D. À teneur du jugement entrepris, A______ indique que ses parents sont décédés et que son frère vit en Italie. Il a arrêté son école obligatoire après trois ans et a effectué des stages de mécanique et de menuiserie, obtenant des diplômes. Il a quitté l'Algérie à l'âge de 13 ans.

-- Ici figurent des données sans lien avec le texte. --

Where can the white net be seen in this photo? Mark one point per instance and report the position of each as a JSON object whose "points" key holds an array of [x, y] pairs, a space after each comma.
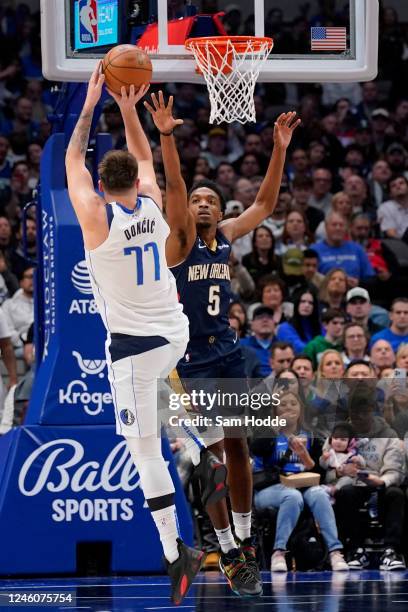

Il est célibataire, marié religieusement à une femme d'origine suisse, et père d'un enfant né à la fin de l'année 2022. Sa femme subvient à ses besoins et il perçoit des revenus de CHF 1'500.- environ par mois, grâce à de petits emplois, comme des déménagements.

Selon l'extrait de casier judiciaire (état au 5 décembre 2023), A______ a été condamné en Suisse :

- le 30 septembre 2011 par la CPAR à une peine privative de liberté de 15 mois, pour lésions corporelles simples avec moyen dangereux ;

- le 9 décembre 2011 par le TP à une peine privative de liberté de deux mois, pour séjour illégal ;

- le 10 février 2014 par la CPAR à une peine privative de liberté de trois ans pour tentative de brigandage en bande ;

- le 30 septembre 2016 par la CPAR à une peine privative de liberté de quatre ans, une peine pécuniaire de 20 jours-amende à CHF 10.- le jour et à une amende de CHF 100.-, pour contravention à la LStup, séjour illégal, tentative de vol, opposition aux actes de l'autorité, dommages à la propriété, vol et lésions corporelles graves ;

- le 18 mai 2017 par la CPAR à une peine privative de liberté de 45 jours, pour rixe ;

- le 18 mars 2019 par le MP à une peine pécuniaire de 15 jours-amende, à CHF 10.- le jour, pour dommages à la propriété ;

- le 3 avril 2019 par la CPAR à une peine pécuniaire de 60 jours-amende, à CHF 10.- le jour, à une amende de CHF 100.- et à l'expulsion du territoire suisse pour une durée de cinq ans, pour contravention à la LStup et séjour illégal ;

- le 2 octobre 2020 par la CPAR à une peine privative de liberté de 10 mois et à l'expulsion du territoire suisse pour une durée de huit ans, pour tentative de vol, rupture de ban du 19 juin 2019 au 19 juillet 2019, tentatives de lésions corporelles simples, menaces et séjour illégal ;

- le 18 décembre 2020 par le TP à une peine privative de liberté de cinq mois, partiellement complémentaire au jugement du 2 octobre 2020, pour rupture de ban du 20 juillet au 14 août 2020 et vol ;

- le 11 janvier 2023 par le TP à une peine pécuniaire de 240 jours-amende, à CHF 10.- par jour, et à une amende de CHF 100.-, pour contravention à la LStup et rupture de ban, le 7 février 2022, du 9 février au 2 août 2022, du 4 août 2022 au 26 septembre 2022, du 23 octobre au 21 novembre 2022, du 28 septembre au 21 octobre 2022 ;

- le 11 juin 2023 par le MP à une peine pécuniaire de 180 jours amende à CHF 10.- le jour, pour rupture de ban du 11 mai 2023 au 10 juin 2023 ;

- le 14 juin 2023 par le MP à une peine pécuniaire de 180 jours-amende à CHF 10.- le jour ainsi qu'à une amende de CF 500.- pour appropriation illégitime, empêchement d'accomplir un acte officiel, rupture de ban le 12 juin 2023 et consommation de stupéfiants.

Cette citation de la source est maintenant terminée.